Semesta memiliki cara masing-masing dalam mengungkapkan cintanya.
Sebagian terlihat menyenangkan, sebagian lagi mungkin kita membencinya.
Kucing mengeong, anjing mengguguk, burung berkicau, selama tidak
menghancurkan, mengapa kita merasa terganggu?_Jon Q_
"Tapi, apa bukti atau tandanya, Mas," Tum tak merasa puas. "Seseorang
berilmu, atau memiliki pemahaman yang kita harus belajar darinya?"
"Apa ukuran seseorang berilmu?" tambah Lee.
"Tak ada manusia yang benar-benar memiliki ilmu, Tum," jawab Bon. "Ilmu
milik Allah, manusia tak ada yang memilikinya kecuali para nabi dan
rasul,"
"Lah terus apa yang kita pelajari selama ini kalau bukan ilmu?" kejar
Tum.
"Sekedar pengetahuan, dugaan-dugaan, asumsi-asumsi atau pernyataan yang
harus terus menerus di cek ulang kebenarannya," lanjut Bon.
"Karena itulah kita adakan forum kecil begini," Beth menambahkan. "Kita
tak tahu Allah akan menitipkan sedikit ilmunya dari kemesraan pemahaman
yang kita gali di sini atau tidak, tapi kita mengharapkan itu,"

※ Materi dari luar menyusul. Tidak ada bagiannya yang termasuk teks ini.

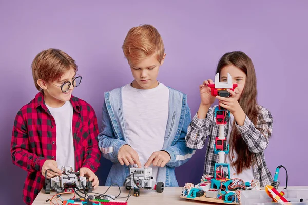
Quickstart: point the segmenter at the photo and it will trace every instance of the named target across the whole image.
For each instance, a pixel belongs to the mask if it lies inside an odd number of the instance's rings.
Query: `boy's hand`
[[[85,175],[88,177],[89,181],[92,182],[92,185],[94,187],[94,189],[98,187],[99,186],[99,178],[95,175],[94,172],[90,169],[87,167],[82,167],[79,170],[79,174],[81,176],[84,176]],[[86,184],[84,184],[86,185]]]
[[[208,84],[210,83],[213,83],[213,81],[209,79],[203,81],[203,83],[199,86],[201,104],[208,107],[210,107],[215,101],[215,97],[211,95],[211,89],[208,87]]]
[[[152,163],[155,166],[164,167],[170,159],[169,153],[165,151],[154,152],[144,165],[144,168],[147,168]]]
[[[138,168],[141,168],[139,156],[137,152],[128,145],[124,145],[119,150],[118,160],[120,164],[127,166],[136,164]]]
[[[46,160],[42,167],[42,175],[45,177],[45,173],[46,170],[51,169],[52,171],[48,170],[47,174],[47,179],[50,179],[55,176],[60,176],[62,171],[57,168],[57,163],[55,160],[48,159]]]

"Lagipula, Tum, Kita tak harus belajar pada orang yang katanya berilmu,"
Dul ikut nimbrung. "Pada kyai, ustadz, sarjana, profesor dan gelar
keduniaan lain. Karena tiap manusia atau bahkan apapun di semesta ini
memiliki sesuatu yang bisa kita pelajari,"
"Bagaimana caranya 'mencuri' ilmu pada orang yang tak berilmu?" tanya
Lee.
"Jika tiap orang atau bahkan semesta ini memiliki sesuatu yang bisa kita
pelajari," tambah Tum. "Apa bukti dari kita agar diri kita paham kita
telah atau sedang mengambil pelajaran dari itu semua?"
"Apa kalian pikir kami ini orang-orang berilmu?" tanya Beth balik.
"Apakah si Jon yang banyak bicara itu termasuk orang yang berilmu?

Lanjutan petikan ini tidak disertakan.